From the corner of her eye, she noticed a youth in a blue uniform arriving in the staging area, accompanied by a small honor guard of three men. It was Renarin, for once bearing an expression other than calm curiosity. Wide-eyed and frantic, he hurried up to Navani.

“Mashala,” he pled in his quiet voice. “Please. What have you heard?”

“Sadeas’s army returned without your father’s army,” Navani said. “There is talk of a rout, though it doesn’t look as if these men have been through one.” She glared at Sadeas, giving serious contemplation to throwing a fit. Fortunately, he finally spoke with the soldier and then sent him back.

“You may approach, Brightness,” the man said, bowing to her.

“About time,” she growled, shoving past and passing underneath the canopy. Renarin joined her, walking more hesitantly.
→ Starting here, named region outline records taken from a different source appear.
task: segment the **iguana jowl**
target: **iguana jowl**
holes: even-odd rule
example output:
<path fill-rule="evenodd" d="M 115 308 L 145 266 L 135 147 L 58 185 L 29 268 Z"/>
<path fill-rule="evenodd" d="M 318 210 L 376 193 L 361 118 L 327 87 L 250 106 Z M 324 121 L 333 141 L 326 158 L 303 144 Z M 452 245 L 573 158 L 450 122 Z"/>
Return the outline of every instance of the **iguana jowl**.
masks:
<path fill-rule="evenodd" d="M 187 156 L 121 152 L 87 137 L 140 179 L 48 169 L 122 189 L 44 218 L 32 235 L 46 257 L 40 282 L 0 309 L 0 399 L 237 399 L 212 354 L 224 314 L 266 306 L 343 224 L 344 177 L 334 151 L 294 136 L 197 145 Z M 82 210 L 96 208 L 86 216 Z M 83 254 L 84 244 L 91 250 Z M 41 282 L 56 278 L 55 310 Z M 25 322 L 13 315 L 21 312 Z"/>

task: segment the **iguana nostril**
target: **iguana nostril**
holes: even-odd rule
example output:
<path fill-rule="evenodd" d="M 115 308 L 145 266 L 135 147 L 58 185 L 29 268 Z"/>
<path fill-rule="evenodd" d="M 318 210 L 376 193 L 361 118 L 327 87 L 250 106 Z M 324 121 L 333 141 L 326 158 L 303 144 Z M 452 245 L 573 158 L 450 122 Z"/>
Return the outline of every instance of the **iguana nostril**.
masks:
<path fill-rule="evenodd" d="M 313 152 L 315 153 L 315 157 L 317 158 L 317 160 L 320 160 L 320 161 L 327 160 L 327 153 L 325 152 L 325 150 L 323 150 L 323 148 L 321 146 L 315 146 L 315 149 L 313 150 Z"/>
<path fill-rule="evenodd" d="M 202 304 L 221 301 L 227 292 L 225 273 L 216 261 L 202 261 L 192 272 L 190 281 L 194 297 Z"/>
“Brightness Navani,” Sadeas said, clasping his hands behind his back, imposing in his crimson Plate. “I had hoped to bring you the news at your son’s palace. I suppose that a disaster like this is too large to contain. I express my condolences at the loss of your brother.”

Renarin gasped softly.

Navani steeled herself, folding her arms, trying to quiet the screams of denial and pain that came from the back of her mind. This was a pattern. She often saw patterns in things. In this case, the pattern was that she could never possess anything of value for long. It was always snatched from her just when it began to look promising.